Pomfret classmate Jack Greene summarized his feelings in a poem:
Where the wind whistles,
Where nothing is man made,
Where you can run freely in the forest,
Where the sun shines brightly through tree leaves,
And brooks run smoothly, twisting and turning through the world,
Where you have nothing to worry about,
Where the birds sing their songs of glory,
This is nature.
Several children mentioned the sense of peace and calm they feel outside. In these stressful times when children are often tightly scheduled, we all might take note:
“It’s a place where I can concentrate. It’s a place where I can be still. It’s a place where I can be calm,” says Ellen White of the Edge Academy. Classmate Hollie Parks elaborates, “The outdoors is the best place for me to think. I just like listening to the animals around me and listening to the peace and quiet around me. I do most of my best thinking outdoors. My favorite thing to do when I am outside is just sit or stand and feel the breeze. I love the wind – my favorite thing about nature. Nature helps me cool off, helps me relax.
Jocelyn Hewitt continues, “Peace is a big part of nature, being able to sit quietly and enjoy the unique chirping of the birds, the slow rumbling crash of the brook as it thunders around the bend. When you are inside, that is something you and only imagine about…. When you are outdoors you feel the realness, the sense that everything around you is alive. The trees blowing in the wind, the grass a rippling sea across the plain. When I am outdoors I feel alive, a different sort of feeling than when I am indoors.”
Says Edge Academy classmate Nathan Watts: ”I believe that ‘Mother Nature’s Child’ refers to someone who realizes how important nature is, how relaxing it is, how liberating, it’s astounding. When I’m feeling stressed, I go outside. Almost instantly, I am completely calm.”
“If every day were an outside day” writes thirteen year old Edge Academy student Rose Monahan, “I would never be sad again. When you’re outdoors, everything is different. The air is cleaner. The sun is warmer. Everything is heightened and better. When I’m outdoors, I’m happier. I can think better. When I’m outdoors, I can run. I feel free, like I can just do and go. No rules, no waiting, and NO florescent lights. When I’m inside, it’s different. There isn’t enough air, and everything is cramped. Out doors, there is lots of space. Room for everyone to be able to relax, instead of people being grumpy and snapping at each other. Inside, everyone knows everything, and there is no room for personality. If life went my way, everyone would go outside everyday.
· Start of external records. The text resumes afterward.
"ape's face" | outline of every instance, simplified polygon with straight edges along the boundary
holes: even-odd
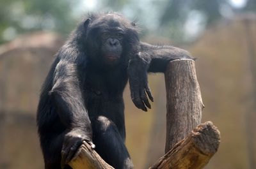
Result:
[[[87,24],[86,48],[92,60],[115,65],[127,62],[129,55],[136,52],[132,50],[138,47],[138,33],[124,17],[109,13],[92,18]]]

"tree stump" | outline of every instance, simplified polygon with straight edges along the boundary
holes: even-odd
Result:
[[[220,134],[211,122],[198,126],[204,106],[195,61],[171,61],[165,72],[165,83],[166,154],[150,168],[203,168],[217,151]],[[69,165],[73,169],[113,168],[87,143],[82,145]]]

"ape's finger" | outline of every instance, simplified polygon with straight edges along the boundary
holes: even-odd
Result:
[[[149,108],[151,108],[151,105],[148,102],[148,98],[147,97],[146,93],[145,92],[144,89],[141,90],[141,98],[144,102],[145,105]]]
[[[151,101],[154,101],[154,98],[151,93],[151,90],[148,85],[146,87],[145,90],[146,91],[146,92],[148,94],[148,98],[151,100]]]
[[[140,109],[145,112],[147,112],[146,107],[144,105],[144,103],[141,101],[140,98],[132,98],[132,100],[134,105]]]
[[[75,155],[76,151],[77,150],[77,149],[79,148],[79,147],[80,146],[81,144],[81,142],[77,142],[75,144],[74,144],[72,146],[71,146],[71,147],[69,150],[68,154],[65,159],[65,164],[68,163],[68,162],[71,161],[71,159]]]
[[[92,149],[94,149],[96,147],[95,145],[93,142],[89,142],[88,143],[91,146]]]

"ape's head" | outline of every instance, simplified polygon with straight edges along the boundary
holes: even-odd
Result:
[[[92,15],[83,26],[86,53],[94,63],[127,64],[130,55],[138,52],[138,28],[120,14]]]

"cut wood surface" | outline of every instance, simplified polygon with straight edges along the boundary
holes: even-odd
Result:
[[[193,60],[171,61],[164,78],[167,109],[165,152],[167,152],[201,123],[204,104]]]
[[[194,129],[150,169],[200,169],[219,147],[220,134],[211,122]]]

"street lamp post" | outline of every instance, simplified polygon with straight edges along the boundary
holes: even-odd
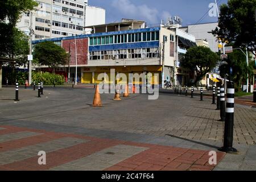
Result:
[[[247,47],[245,48],[245,49],[246,51],[246,53],[245,53],[245,52],[243,52],[243,51],[242,50],[242,49],[241,49],[240,48],[233,48],[233,49],[239,49],[242,52],[242,53],[246,57],[246,64],[247,64],[247,66],[248,67],[249,66],[249,59],[248,59],[248,51],[247,51]],[[248,73],[247,73],[246,92],[247,93],[249,92],[249,74]]]

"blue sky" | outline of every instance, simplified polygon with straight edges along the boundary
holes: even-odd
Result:
[[[217,0],[218,5],[226,3],[228,0]],[[106,23],[119,22],[121,18],[146,20],[148,24],[166,22],[170,15],[179,15],[183,19],[183,26],[196,23],[217,21],[210,17],[207,11],[209,5],[214,0],[89,0],[91,6],[106,9]],[[199,21],[206,14],[204,18]]]

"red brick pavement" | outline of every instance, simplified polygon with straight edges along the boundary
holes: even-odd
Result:
[[[73,134],[48,132],[42,130],[0,126],[6,129],[0,130],[0,135],[21,131],[33,131],[42,135],[0,143],[1,152],[12,149],[29,146],[64,137],[85,139],[89,141],[47,154],[46,165],[38,164],[39,156],[0,165],[0,170],[47,170],[73,160],[81,159],[103,149],[118,144],[145,147],[148,150],[117,163],[107,171],[183,171],[212,170],[215,166],[208,163],[209,151],[151,144],[97,138]],[[217,163],[225,153],[217,152]]]

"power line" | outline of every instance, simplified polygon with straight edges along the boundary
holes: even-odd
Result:
[[[217,1],[217,3],[218,3],[218,2],[221,2],[221,1],[222,1],[222,0],[218,0],[218,1]],[[217,8],[218,8],[218,7],[217,7]],[[191,28],[191,30],[193,29],[193,28],[194,27],[195,27],[195,26],[197,25],[197,24],[200,23],[201,21],[203,21],[203,20],[204,20],[204,19],[205,18],[206,15],[207,15],[207,14],[209,13],[209,11],[210,11],[210,10],[207,10],[207,11],[205,12],[205,13],[203,15],[203,16],[201,17],[201,18],[197,20],[197,22],[196,22],[196,23],[195,23],[195,24],[194,24],[193,26],[192,26],[192,27]]]

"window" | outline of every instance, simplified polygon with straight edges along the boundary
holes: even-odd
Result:
[[[72,3],[72,2],[70,2],[69,3],[69,5],[70,6],[75,6],[75,7],[76,6],[76,5],[75,3]]]
[[[76,26],[75,24],[69,24],[69,28],[71,29],[76,29]]]
[[[30,20],[28,19],[25,19],[24,20],[24,23],[25,26],[28,26],[30,25]]]
[[[131,42],[134,42],[135,35],[134,34],[131,34]]]
[[[123,43],[123,37],[125,35],[121,35],[121,43]]]
[[[151,32],[151,41],[154,41],[155,39],[155,32]]]
[[[105,44],[105,36],[102,36],[101,38],[101,44]]]
[[[62,7],[62,11],[63,11],[63,12],[68,12],[68,8],[65,7]]]
[[[147,32],[147,41],[150,41],[150,32]]]
[[[97,38],[93,38],[93,45],[97,45]]]
[[[82,30],[82,27],[79,26],[78,25],[76,26],[76,30]]]
[[[53,5],[53,6],[52,6],[52,10],[53,10],[53,12],[60,13],[62,9],[61,9],[61,7],[60,7],[60,6]]]
[[[61,23],[61,27],[64,28],[68,28],[68,24],[66,23]]]
[[[106,37],[106,44],[109,44],[109,38],[108,36],[107,36]]]
[[[101,44],[101,38],[97,38],[97,44]]]
[[[135,34],[135,42],[138,42],[138,40],[139,39],[138,39],[138,38],[139,38],[138,35],[138,34]]]
[[[60,22],[52,21],[52,25],[57,27],[60,27],[61,23]]]
[[[52,34],[57,34],[57,35],[60,35],[60,32],[59,31],[56,31],[56,30],[53,30],[52,31]]]
[[[117,35],[115,35],[115,44],[117,43]]]
[[[131,34],[128,34],[128,42],[131,42]]]
[[[39,31],[44,31],[44,28],[42,27],[35,26],[35,30]]]
[[[174,42],[174,35],[170,34],[170,40],[171,42]]]
[[[143,32],[143,41],[147,41],[147,33]]]
[[[81,18],[77,18],[76,19],[76,22],[78,24],[82,24],[83,23],[83,20]]]
[[[141,33],[139,33],[139,38],[138,38],[138,41],[141,42]]]
[[[109,36],[109,43],[110,43],[110,44],[113,44],[113,35],[110,35],[110,36]]]
[[[62,19],[65,21],[68,21],[68,16],[65,15],[62,15]]]
[[[155,40],[159,40],[159,32],[155,32]]]
[[[60,14],[58,14],[53,13],[52,18],[53,18],[53,19],[54,19],[55,20],[59,20],[59,21],[62,20],[61,15]]]
[[[90,46],[92,46],[93,45],[93,38],[90,38]]]
[[[77,7],[80,7],[80,8],[81,8],[81,9],[84,9],[84,6],[82,6],[82,5],[76,5],[76,6],[77,6]]]
[[[75,22],[76,22],[76,18],[69,17],[69,20],[71,22],[71,23],[75,23]]]
[[[72,14],[76,14],[76,10],[70,9],[69,13]]]
[[[50,23],[49,20],[46,19],[46,23]]]
[[[76,11],[76,14],[80,15],[80,16],[83,16],[84,15],[84,12],[81,11]]]
[[[46,20],[44,19],[36,18],[36,22],[44,23]]]

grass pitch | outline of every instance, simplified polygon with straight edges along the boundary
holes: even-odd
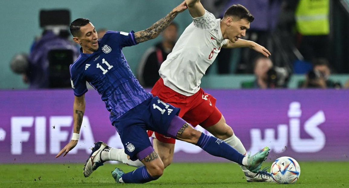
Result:
[[[157,180],[144,184],[116,184],[111,172],[135,168],[106,164],[85,178],[83,164],[0,164],[0,187],[348,187],[349,162],[299,163],[299,179],[294,185],[247,183],[238,166],[231,163],[175,163]],[[270,166],[263,164],[262,168]]]

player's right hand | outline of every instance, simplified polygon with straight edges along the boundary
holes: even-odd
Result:
[[[74,148],[76,146],[77,144],[77,140],[70,140],[70,142],[69,142],[69,143],[66,145],[66,146],[63,148],[63,149],[62,149],[62,150],[61,150],[61,151],[58,153],[58,154],[57,154],[57,156],[56,156],[56,158],[57,158],[58,157],[59,157],[61,155],[62,155],[62,154],[64,152],[65,152],[65,153],[64,155],[63,155],[63,157],[65,156],[66,155],[67,155],[67,154],[69,151],[72,150],[73,148]]]
[[[188,8],[188,6],[187,6],[187,3],[185,3],[185,1],[184,1],[179,5],[174,8],[172,10],[172,11],[174,13],[180,13],[186,10],[187,8]]]

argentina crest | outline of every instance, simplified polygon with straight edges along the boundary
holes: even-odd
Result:
[[[111,48],[107,45],[105,45],[102,47],[102,50],[104,53],[107,54],[111,52]]]
[[[132,152],[134,151],[135,147],[133,144],[129,142],[127,142],[125,145],[126,145],[126,147],[127,148],[127,150],[130,152]]]

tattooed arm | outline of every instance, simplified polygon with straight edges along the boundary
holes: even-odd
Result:
[[[170,25],[178,13],[184,11],[187,8],[185,1],[184,1],[174,8],[165,17],[156,22],[149,28],[135,33],[136,41],[140,43],[156,38]]]
[[[85,94],[79,97],[75,96],[73,107],[74,118],[74,133],[79,134],[82,124],[82,117],[85,113]]]
[[[75,96],[74,99],[74,104],[73,106],[74,118],[74,133],[80,133],[80,128],[82,124],[82,117],[85,113],[85,94],[80,97]],[[64,153],[63,156],[65,156],[69,151],[74,148],[77,144],[77,140],[71,140],[69,143],[63,148],[57,154],[56,158],[57,158]]]

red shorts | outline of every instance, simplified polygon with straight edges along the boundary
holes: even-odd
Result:
[[[198,125],[203,128],[218,123],[222,113],[216,107],[216,99],[205,92],[202,89],[191,96],[186,96],[172,90],[164,84],[162,78],[156,82],[151,93],[163,101],[180,108],[178,116],[194,127]],[[150,134],[150,135],[152,133]],[[149,134],[148,134],[149,135]],[[163,142],[174,143],[176,140],[155,133],[156,139]]]

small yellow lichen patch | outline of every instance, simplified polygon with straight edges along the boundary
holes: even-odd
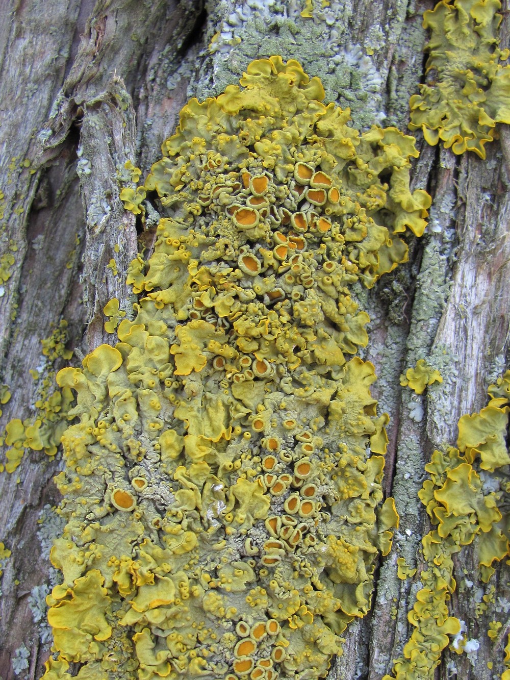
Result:
[[[441,139],[454,153],[484,158],[496,124],[510,123],[510,67],[499,63],[509,51],[496,37],[500,7],[499,0],[443,0],[424,14],[433,80],[411,97],[409,128],[421,128],[429,144]]]
[[[425,388],[435,382],[443,382],[441,375],[428,366],[424,359],[418,359],[413,369],[407,369],[405,375],[401,375],[401,385],[409,386],[417,394],[422,394]]]
[[[448,611],[456,588],[452,556],[463,545],[475,543],[479,578],[487,581],[494,573],[494,560],[509,554],[506,537],[509,517],[508,513],[503,516],[501,498],[507,489],[507,475],[503,471],[506,470],[509,455],[504,433],[507,432],[510,412],[510,371],[491,385],[488,392],[490,400],[485,409],[459,420],[462,451],[452,447],[446,452],[435,451],[425,466],[430,479],[425,480],[418,496],[435,528],[422,541],[428,565],[420,576],[424,588],[417,594],[408,614],[415,630],[403,656],[394,662],[393,675],[386,675],[383,680],[433,678],[441,651],[449,643],[448,636],[460,632],[459,619],[449,616]],[[484,447],[488,443],[490,445]],[[490,456],[492,444],[500,449],[503,446],[504,455]],[[401,564],[398,566],[400,569]],[[490,596],[484,595],[482,599],[487,602]],[[497,636],[500,626],[492,624],[489,636]]]
[[[416,569],[412,569],[409,564],[405,561],[405,558],[403,557],[397,558],[396,564],[398,565],[396,575],[399,579],[402,579],[405,581],[406,579],[409,579],[416,573]]]
[[[112,626],[105,618],[111,599],[103,582],[101,572],[92,569],[77,579],[72,588],[62,592],[57,586],[53,595],[48,596],[52,606],[48,619],[54,645],[67,661],[96,658],[103,647],[101,643],[112,635]]]
[[[114,333],[121,319],[126,316],[126,312],[120,309],[117,298],[114,298],[105,305],[103,313],[109,317],[109,320],[105,322],[105,330],[107,333]]]

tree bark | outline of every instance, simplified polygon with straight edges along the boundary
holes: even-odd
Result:
[[[286,0],[285,12],[241,4],[248,18],[234,20],[233,0],[206,6],[202,0],[6,3],[0,16],[0,252],[10,259],[2,260],[8,266],[0,281],[0,382],[12,396],[2,406],[3,426],[11,418],[33,418],[41,394],[51,393],[45,381],[65,361],[43,354],[41,341],[61,320],[68,324],[67,346],[75,350],[71,364],[79,365],[81,356],[112,342],[102,311],[110,299],[129,316],[135,299],[125,284],[127,267],[139,248],[150,246],[152,232],[141,233],[120,200],[129,181],[124,163],[146,175],[190,97],[218,95],[237,84],[253,58],[277,54],[319,75],[328,101],[350,106],[357,126],[382,120],[406,130],[407,102],[424,77],[422,13],[433,2],[332,1],[330,11],[311,18],[301,16],[304,1]],[[505,46],[506,2],[502,14]],[[358,46],[364,61],[352,56]],[[384,484],[401,525],[381,562],[371,613],[347,628],[330,680],[380,680],[401,653],[418,576],[398,578],[396,558],[420,574],[420,540],[430,529],[418,497],[424,465],[435,448],[455,445],[459,417],[485,405],[488,385],[510,362],[510,140],[500,127],[486,160],[430,147],[417,135],[413,188],[427,188],[432,196],[430,226],[411,243],[407,264],[359,293],[371,319],[364,358],[379,377],[373,394],[379,412],[390,416]],[[116,274],[107,266],[112,259]],[[443,382],[426,396],[411,397],[400,375],[420,358],[440,367]],[[49,519],[54,513],[48,507],[59,502],[52,478],[61,464],[58,454],[52,460],[31,452],[14,473],[0,475],[0,541],[12,551],[3,560],[0,598],[3,680],[39,678],[50,653],[47,624],[34,620],[44,609],[34,589],[55,578],[48,549],[62,528]],[[477,658],[447,651],[442,678],[481,680],[504,669],[505,643],[494,650],[486,631],[495,617],[507,616],[498,598],[508,596],[509,567],[498,565],[489,584],[496,586],[494,601],[481,613],[475,564],[465,547],[456,562],[459,588],[450,609],[465,622],[467,637],[479,643]],[[468,576],[475,580],[471,588]]]

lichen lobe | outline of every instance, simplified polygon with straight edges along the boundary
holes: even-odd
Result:
[[[325,677],[390,549],[388,418],[373,367],[349,358],[369,320],[349,288],[423,232],[414,140],[360,134],[292,60],[241,85],[183,109],[143,186],[164,216],[130,269],[135,318],[58,375],[76,402],[44,680],[71,662],[82,679]]]

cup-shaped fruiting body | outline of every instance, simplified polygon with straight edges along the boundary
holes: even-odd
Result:
[[[430,81],[411,97],[411,130],[429,144],[439,140],[455,154],[486,157],[497,122],[510,122],[508,50],[498,48],[499,0],[442,0],[424,14],[432,31],[425,50]]]
[[[182,109],[144,184],[164,216],[135,318],[58,374],[76,403],[50,619],[99,598],[97,633],[73,624],[86,658],[58,639],[83,674],[325,677],[396,525],[349,288],[423,231],[413,139],[360,134],[296,61],[241,84]]]

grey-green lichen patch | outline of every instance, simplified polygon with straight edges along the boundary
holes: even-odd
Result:
[[[15,650],[11,662],[14,674],[20,679],[27,677],[26,671],[29,669],[29,659],[30,652],[24,643]]]
[[[183,108],[143,185],[163,216],[130,267],[136,317],[58,373],[76,403],[46,680],[71,662],[324,677],[390,548],[388,418],[350,292],[423,232],[414,140],[360,134],[294,61],[257,60],[241,84]]]
[[[423,48],[426,35],[422,26],[422,14],[408,16],[395,39],[395,49],[388,73],[388,118],[392,125],[405,129],[409,123],[409,111],[402,103],[408,101],[416,91],[423,70]]]
[[[210,30],[216,30],[211,54],[204,61],[194,96],[201,99],[218,95],[253,59],[282,54],[298,59],[305,70],[316,73],[327,101],[351,107],[356,126],[380,123],[386,118],[383,78],[370,53],[380,47],[381,28],[375,27],[371,33],[372,49],[353,45],[348,39],[351,3],[331,2],[314,9],[309,18],[301,16],[301,9],[300,3],[292,2],[257,1],[241,7],[227,0],[218,3],[210,24]]]
[[[434,345],[427,362],[439,370],[443,385],[435,384],[428,388],[427,399],[430,405],[428,428],[434,441],[443,443],[444,433],[452,423],[451,392],[445,388],[454,385],[458,378],[460,359],[452,347],[443,343]]]

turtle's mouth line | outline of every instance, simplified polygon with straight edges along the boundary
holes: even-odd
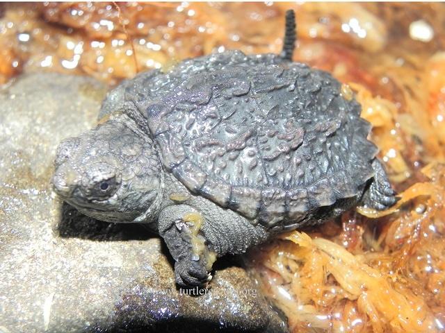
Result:
[[[79,207],[80,209],[83,209],[83,210],[92,210],[92,211],[95,211],[95,212],[111,212],[110,210],[102,210],[100,208],[97,208],[97,207],[92,207],[91,205],[86,205],[83,203],[80,203],[77,201],[74,201],[70,199],[65,199],[65,200],[70,205],[71,205],[72,206],[76,207]]]

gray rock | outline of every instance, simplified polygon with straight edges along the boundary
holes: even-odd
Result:
[[[241,268],[220,264],[204,295],[185,294],[159,238],[54,195],[56,145],[94,124],[105,93],[54,74],[0,91],[0,332],[286,332]]]

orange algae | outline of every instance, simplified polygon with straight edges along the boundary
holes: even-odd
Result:
[[[3,5],[0,83],[44,70],[112,86],[211,52],[278,53],[284,12],[293,8],[294,60],[332,72],[362,105],[400,200],[381,212],[357,207],[253,250],[259,284],[293,332],[445,330],[445,5],[118,6]],[[410,35],[419,21],[431,40]]]

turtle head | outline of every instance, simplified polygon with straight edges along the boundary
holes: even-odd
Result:
[[[55,191],[86,215],[140,222],[159,210],[162,169],[153,142],[124,114],[63,141],[54,164]]]

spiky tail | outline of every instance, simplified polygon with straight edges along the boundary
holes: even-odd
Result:
[[[284,41],[282,57],[292,61],[295,43],[297,39],[297,25],[295,20],[295,12],[291,9],[286,12],[286,30],[284,31]]]

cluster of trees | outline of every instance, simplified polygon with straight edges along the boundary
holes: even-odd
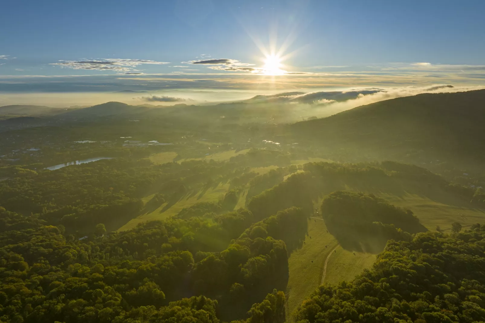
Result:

We would be a happier, healthier population.”
Choe Lemmel-Hay, 12, from The Edge Academy summarized her thoughts in a poem:
Walking through the woods with a camera and notebook on hand; What could be more relaxing?
Sitting by a tree taking pictures of ferns; What could make me feel more whole?
Wading in a brook with lily pads and water bugs; What on earth could make me feel more alive?